Health insurance has become a buzz word, thanks to the Pradhan Mantri Jan Arogya Yojana that promises to insure 500 million people from the lower economic strata, and the insurance regulator’s renewed focus on it. Tapan Singhel, managing director and CEO, Bajaj Allianz General Insurance Co. Ltd, talks about how the health insurance landscape is expected to evolve
In July this year, the Insurance Regulatory Authority of India(Irdai) set up a working group to look into standardising exclusions in health insurance policies. What can we expect from it? Given that health insurance comes with many caveats, the work of the committee will mark the next wave of reform in health insurance.
First let’s look at the way health insurance has evolved in India. It was launched in 1986 and till about 2006, there was hardly any development. But in the last decade, health insurance has grown substantially and the products have seen important innovations. This is driven largely by consumer interest—people have realised that they need quality healthcare and insurance plays an important role in making that affordable.

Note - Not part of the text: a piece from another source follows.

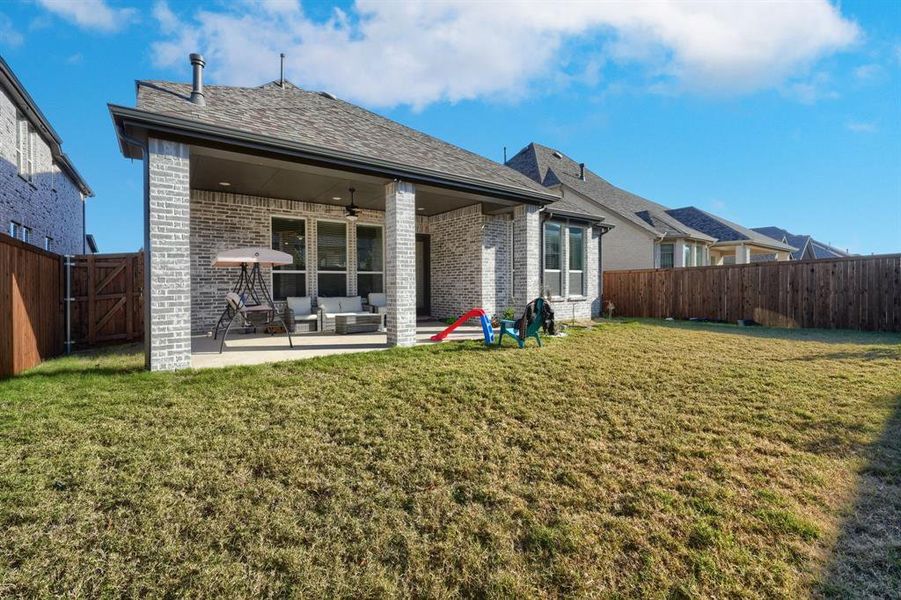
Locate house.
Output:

Health insurance is crucial for quality healthcare which in turn is crucial to increase life expectancy. Hence, there needs to be a constant endeavour to improve this space. Also, health insurance is highly customer sensitive because the experience is very personal.
The committee will also look at ways of including new medical procedures as a result of technological advancements. There are some policies that exclude latest lines of treatment. For instance, some policies exclude certain cancer treatment drugs. Why?
Regular health policy
A regular health policy is just the basic cover that everyone must have, but over and above that, one should go for a top-up plan that increases the cover in the most cost-effective manner, and over that, one should have a critical illness policy that pays a lump sum on the diagnosis of a critical illness.
Defined benefit plans like critical illness plans are beneficial because they give a lump sum that can be used to supplement income and seek better medical care. Because we are able to control claims, critical illness plans are cheap.
When a person is insured then she gets hospitalized for ailments like diarrhea and fever, which she wouldn’t do otherwise. This impacts the claims ratio, but this is taken care of in critical illness plans because we pay a lump sum against named ailments after a survival period of 30 days.
The cover under Pradhan Mantri Jan Arogya Yojana (PMJAY) is comprehensive with very little exclusions. It also covers pre-existing ailments. Also, in all the empanelled hospitals, treatments rates are pre-decided. Why haven’t insurers been able to replicate the model for retail health?
A retail policy, however, runs the risk of adverse selection. Imagine if we do away with the waiting period on pre-existing ailments, then everyone with a pre-existing ailment will line up and that will impact our claims ratio.
As it is, the combined ratio for retail health insurance is upwards of 100%, which means we are not making any money. Now about packaged rates. PMJAY is implemented on a national scale and for 500 million people; the sheer size gives the scheme the muscle to enter into package rates with hospitals.
In retail, only about 10% of hospitalisation is insured, so where is the muscle to negotiate rates? But with PMJAY, I am sure even retail will experience a cascading effect.